The goal of algorithm specialization is to improve performance. Figure 3 shows benchmarks comparing the time required to sort arrays of different sizes, using the specialized bubble sort versus a call to the bubbleSort() routine. These benchmarks were obtained on an 80486/66Mhz machine running Borland C++ V4.0. For small arrays (3-5 elements), the inlined version is 7 to 2.5 times faster than the bubbleSort() routine. As the array size gets larger, the advantage levels off to roughly 1.6.

 

Figure 3. Performance increase achieved by specializing the bubble sort algorithm.
The curve in Figure 3 is the general shape of the performance increase for algorithm specialization. For very small input sizes, the advantage is very good since the overhead of function calls and setting up stack variables is avoided. As the input size gets larger, the performance increase settles out to some constant value which depends on the nature of the algorithm and the processor for which code is generated. In most situations, this value will be greater than 1, since the compiler can generate faster code if array indices are known at compile time. Also, in superscalar architectures, the long code bursts generated by inlining can run faster than code containing loops, since the cost of failed branch predictions is avoided.

In theory, unwinding loops can result in a performance loss for processors with instruction caches. If an algorithm contains loops, the cache hit rate may be much higher for the non-specialized version the first time it is invoked. However, in practice, most algorithms for which specialization is useful are invoked many times, and hence are loaded into the cache.

The price of specialized code is that it takes longer to compile, and generates larger programs. There are less tangible costs for the developer: the explosion of a simple algorithm into scores of cryptic template classes can cause serious debugging and maintenance problems. This leads to the question: is there a better way of working with template metaprograms? The next section presents a better representation.

 

A condensed representation

In essence, template metaprograms encode an algorithm as a set of production rules. For example, the specialized bubble sort can be summarized by this grammar, where the template classes are non-terminal symbols, and C++ code blocks are terminal symbols:

 

IntBubbleSort<N>:
	IntBubbleSortLoop<N-1,0>  IntBubbleSort<N-1>
IntBubbleSort<1>:
	(nil)
IntBubbleSortLoop<I,J>:
	IntSwap<J,J+1> IntBubbleSortLoop<(J+2<=I) ? I : 0, (J+2<=I) ? (J+1) : 0>
IntBubbleSortLoop<0,0>:
	(nil)
IntSwap<I,J>:
	if (data[I] > data[J]) swap(data[I],data[J]);
Although this representation is far from elegant, it is more compact and easier to work with than the corresponding class implementations. When designing template metaprograms, it's useful to avoid thinking about details such as class declarations, and just concentrate on the underlying production rules.

 

Implementing control flow structures

Writing algorithms as production rules imposes annoying constraints, such as requiring the use of recursion to implement loops. Though primitive, production rules are powerful enough to implement all C++ control flow structures, with the exception of goto. This section provides some sample implementations.

 

If/if-else statements
An easy way to code an if-else statement is to use a template class with a bool parameter, which can be specialized for the true and false cases. If your compiler does not yet support the ANSI C++ bool type, then an integer template parameter works just as well.

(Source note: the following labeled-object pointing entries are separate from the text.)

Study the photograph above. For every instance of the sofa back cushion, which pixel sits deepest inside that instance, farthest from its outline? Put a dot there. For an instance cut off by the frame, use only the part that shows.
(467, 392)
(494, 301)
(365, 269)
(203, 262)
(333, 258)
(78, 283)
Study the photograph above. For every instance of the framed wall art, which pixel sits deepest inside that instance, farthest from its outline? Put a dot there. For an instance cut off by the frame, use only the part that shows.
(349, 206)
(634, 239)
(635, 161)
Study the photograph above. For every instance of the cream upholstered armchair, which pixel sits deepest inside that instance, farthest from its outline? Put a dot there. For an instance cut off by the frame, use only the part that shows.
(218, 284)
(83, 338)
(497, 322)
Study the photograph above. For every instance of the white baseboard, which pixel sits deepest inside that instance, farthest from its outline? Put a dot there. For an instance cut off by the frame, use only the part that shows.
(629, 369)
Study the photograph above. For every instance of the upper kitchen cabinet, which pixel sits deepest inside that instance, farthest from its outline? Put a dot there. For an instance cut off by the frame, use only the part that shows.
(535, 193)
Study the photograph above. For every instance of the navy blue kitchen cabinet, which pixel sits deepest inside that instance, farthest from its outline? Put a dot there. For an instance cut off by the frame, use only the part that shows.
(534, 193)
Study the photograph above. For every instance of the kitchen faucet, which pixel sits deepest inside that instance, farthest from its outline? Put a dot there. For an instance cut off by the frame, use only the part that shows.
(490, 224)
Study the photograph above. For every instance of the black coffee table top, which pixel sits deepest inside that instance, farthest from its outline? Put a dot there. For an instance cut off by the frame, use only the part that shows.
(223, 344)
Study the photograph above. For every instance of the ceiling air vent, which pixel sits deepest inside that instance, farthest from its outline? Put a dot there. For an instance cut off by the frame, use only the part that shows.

C++ version Template metaprogram version
if (condition) 
   statement1;
else 
   statement2;
// Class declarations
template<bool C>
class _name { };

class _name<true> {
public:
    static inline void f()
    { statement1; }         // true case
};

class _name<false> {
public:
    static inline void f()
    { statement2; }         // false case
};

// Replacement for 'if/else' statement:
_name<condition>::f();
The template metaprogram version generates either statement1 or statement2, depending on whether condition is true. Note that since condition is used as a template parameter, it must be known at compile time. Arguments can be passed to the f() function as either template parameters of _name, or function arguments of f().

 

Switch statements

Switch statements can be implemented using specialization, if the cases are selected by the value of an integral type:

C++ versionTemplate metaprogram version
int i;

switch(i)
{
    case value1:
        statement1;
        break;

    case value2:
        statement2;
        break;

    default:
        default-statement;
        break;
}
// Class declarations
template<int I>
class _name {
public:
    static inline void f()
    { default-statement; }
};

class _name<value1> {
public:
    static inline void f()
    { statement1; }
};

class _name<value2> {
public:
    static inline void f()
    { statement2; }
};

// Replacement for switch(i) statement
_name<I>::f();

The template metaprogram version generates one of statement1, statement2, or default- statement depending on the value of I. Again, since I is used as a template argument, its value must be known at compile time.

 

Loops

Loops are implemented with template recursion. The use of the 'go' enumerative value avoids repeating the condition if there are several template parameters:

C++ versionTemplate metaprogram version
int i = N;

do {
    statement;
} while (--i > 0);
// Class declarations
template<int I>
class _name {
private:
    enum { go = (I-1) != 0 };

public:
    static inline void f()
    {
         statement;
         _name<go ? (I-1) : 0>::f();
    }
};

// Specialization provides base case for
// recursion
class _name<0> {
public:
    static inline void f()
    { }
};

// Equivalent loop code
_name<N>::f();
The template metaprogram generates statement N times. Of course, the code generated by statement can vary depending on the loop index I. Similar implementations are possible for while and for loops. The conditional expression operator (?:) can be replaced by multiplication, which is trickier but more clear visually (i.e. _name<(I- 1)*go> rather than name_<go ? (I-1) : 0>).

 

Temporary variables

In C++, temporary variables are used to store the result of a computation which one wishes to reuse, or to simplify a complex expression by naming subexpressions. Enumerative types can be used in an analogous way for template metaprograms, although they are limited to integral values. For example, to count the number of bits set in the lowest nibble of an integer, a C++ implementation might be:

 

int countBits(int N)
{
    int bit3 = (N & 0x08) ? 1 : 0,
        bit2 = (N & 0x04) ? 1 : 0,
        bit1 = (N & 0x02) ? 1 : 0,
        bit0 = (N & 0x01) ? 1 : 0;

    return bit0+bit1+bit2+bit3;
}

int i = countBits(13);
Writing a template metaprogram version of this function, the argument N is passed as a template parameter, and the four temporary variables (bit0,bit1,bit2,bit3) are replaced by enumerative types:

 

template<int N>
class countBits {
    enum {
           bit3 = (N & 0x08) ? 1 : 0,
           bit2 = (N & 0x04) ? 1 : 0,
           bit1 = (N & 0x02) ? 1 : 0,
           bit0 = (N & 0x01) ? 1 : 0 };

public:
    enum { nbits = bit0+bit1+bit2+bit3 };    
};

int i = countBits<13>::nbits;

Compile-time functions

Many C++ optimizers will use partial evaluation to simplify expressions containing known values to a single result. This makes it possible to write compile-time versions of library functions such as sin(), cos(), log(), etc. For example, to write a sine function which will be evaluated at compile time, we can use a series expansion:

sin x = x - x^3/3! + x^5/5! - x^7/7! + ...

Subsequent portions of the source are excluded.